I unpositioned myself out of my half warrior position and walked towards mother and her laptop computer. Standing in front of her, I pulled down my underwear.”
“Holy bloody Jesus, that looks so real.”
“Beautiful, huh?" I demonstrated my private parts. "And see this, I have a clitoris and a clitoral hood as well.”
“And does it hurt when you have sex? Do you get wet or do you need lube?”
“I have a mucous membrane, so my vaginal lining is very much like vaginas of other healthy sexual active women. It gets wet when it gets stimulated. And believe me, I get a lot of stimulation in Thailand.”
“Is that guy of yours good for you? Is he cheating on you?”
“No mother. He loves me, believe it or not. I adore my man. I always tell him how beautiful he is, I adore his penis, I never nag and complain, I am always nice and respectful and I never fight with him. I make him laugh, I dance for him naked, I make him feel proud of himself and me. If I were a grumpy old fat pig of a complaining bitch like so many other women, I wouldn’t have such a great relationship and my husband would be sticking his penis into young Thai concubines. But I know how to make a relationship work and I work on it every day. It doesn't happen all by magic; it is hard work. But I love my job of loving my man. And that is why you have a happy daughter and a happy son-in-law and happy grandchildren.”
“Well, that’s nice. I need to rest now. You know, my aorta is still not okay and I need to lie down on my bed in the afternoon. You can use my computer if you want. Are you going to write something today?”
“Yeah, I thought of writing something about monkeys. I used to have a lot of monkeys in and around my home in India.”
“Monkeys. I see.”
“How’s your English, Mama?”
“Pretty good but I don’t read it very well.”
“Do you sometimes read my stories on my weblog?”
“Nah, too difficult. My English is not that good. I tend to fall asleep after reading one sentence in English. And why would I read your weblog, you always tell me what you experience anyway, in Dutch.”
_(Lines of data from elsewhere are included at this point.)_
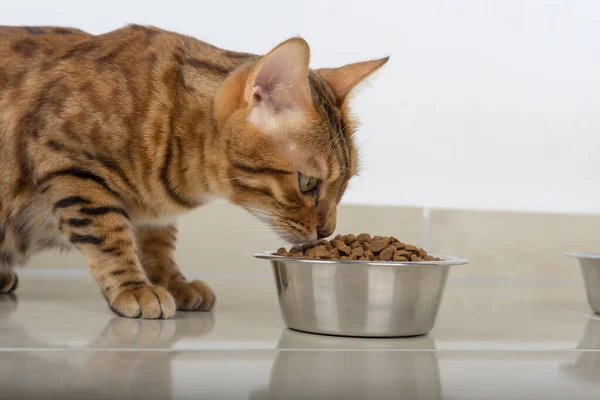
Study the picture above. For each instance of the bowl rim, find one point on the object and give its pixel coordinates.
(446, 260)
(583, 255)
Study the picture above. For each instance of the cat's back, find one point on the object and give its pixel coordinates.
(23, 47)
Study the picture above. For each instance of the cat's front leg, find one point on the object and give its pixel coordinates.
(157, 248)
(93, 219)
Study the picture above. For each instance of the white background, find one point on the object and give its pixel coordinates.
(484, 104)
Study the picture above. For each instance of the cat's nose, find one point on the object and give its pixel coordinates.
(322, 233)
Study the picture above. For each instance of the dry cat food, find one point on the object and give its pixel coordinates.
(362, 247)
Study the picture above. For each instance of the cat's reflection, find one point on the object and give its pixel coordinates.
(117, 364)
(587, 365)
(326, 367)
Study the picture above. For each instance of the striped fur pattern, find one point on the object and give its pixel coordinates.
(105, 139)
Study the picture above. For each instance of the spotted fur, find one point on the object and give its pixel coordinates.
(103, 137)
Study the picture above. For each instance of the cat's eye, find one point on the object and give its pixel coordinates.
(307, 183)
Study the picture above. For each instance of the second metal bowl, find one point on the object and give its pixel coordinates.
(360, 298)
(590, 269)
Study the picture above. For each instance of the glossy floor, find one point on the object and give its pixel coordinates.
(494, 339)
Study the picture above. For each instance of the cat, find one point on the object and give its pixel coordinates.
(106, 139)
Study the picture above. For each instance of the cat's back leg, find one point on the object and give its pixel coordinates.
(8, 278)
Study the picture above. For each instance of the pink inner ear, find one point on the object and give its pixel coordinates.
(282, 76)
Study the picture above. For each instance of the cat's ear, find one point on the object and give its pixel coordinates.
(343, 79)
(278, 85)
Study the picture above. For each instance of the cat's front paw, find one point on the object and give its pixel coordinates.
(148, 302)
(192, 296)
(9, 281)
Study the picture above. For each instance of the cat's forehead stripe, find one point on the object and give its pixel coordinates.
(327, 104)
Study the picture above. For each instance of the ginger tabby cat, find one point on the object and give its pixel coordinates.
(104, 140)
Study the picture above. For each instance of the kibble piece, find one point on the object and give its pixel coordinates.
(344, 250)
(349, 239)
(321, 251)
(411, 248)
(377, 245)
(403, 253)
(324, 242)
(337, 243)
(363, 237)
(359, 251)
(387, 253)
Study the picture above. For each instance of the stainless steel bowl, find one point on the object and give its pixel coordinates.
(360, 298)
(590, 269)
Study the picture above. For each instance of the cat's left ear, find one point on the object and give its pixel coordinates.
(278, 85)
(343, 79)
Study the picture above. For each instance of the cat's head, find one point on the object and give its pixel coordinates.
(288, 139)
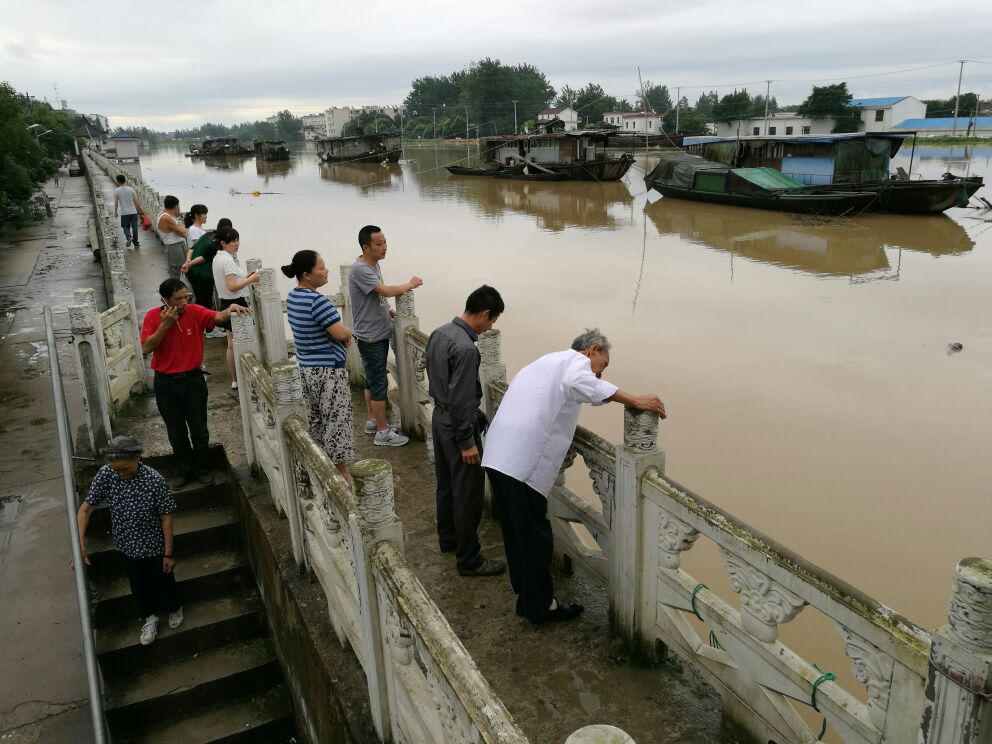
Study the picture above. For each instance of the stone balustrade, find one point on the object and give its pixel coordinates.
(107, 344)
(915, 686)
“Good. You won't miss a thing, honey. My weblog stories are all boring, I only write about religion and the 8-fold Buddhist path. Nothing you would be interested in.”
“Jesus Christ, Veertje, thank you for showing me your pussy. You know I love you. Pussy or not, but I love you. I hope you know that.”
“Yeah. I love you too, and the Holy Goddamn Christ knows it too, for fuck sake.”
“And your father loves you too. Maybe he doesn’t always tell you that he does, but he does love you.”
“That’s nice to hear. Have a nice rest, Mama. And please wake up, because I am not ready to have a dead mother yet. I will wait for father to get home and hear him out about his cancer-thing.”
“I hope he doesn’t piss on the floor like yesterday. He can’t hold up his pee anymore and he refuses to wear diapers.”
“Mama, I'd rather pee on the floor too rather than in a diaper. Just ask the domestic help to follow him in his wake with a sponge and latex gloves.”

I am not sure how my mother would react if she would be reading my cliterature, but what the fuck, I am old enough now to decide what to put on my weblog or not.

I am planning to write something about monkeys tomorrow.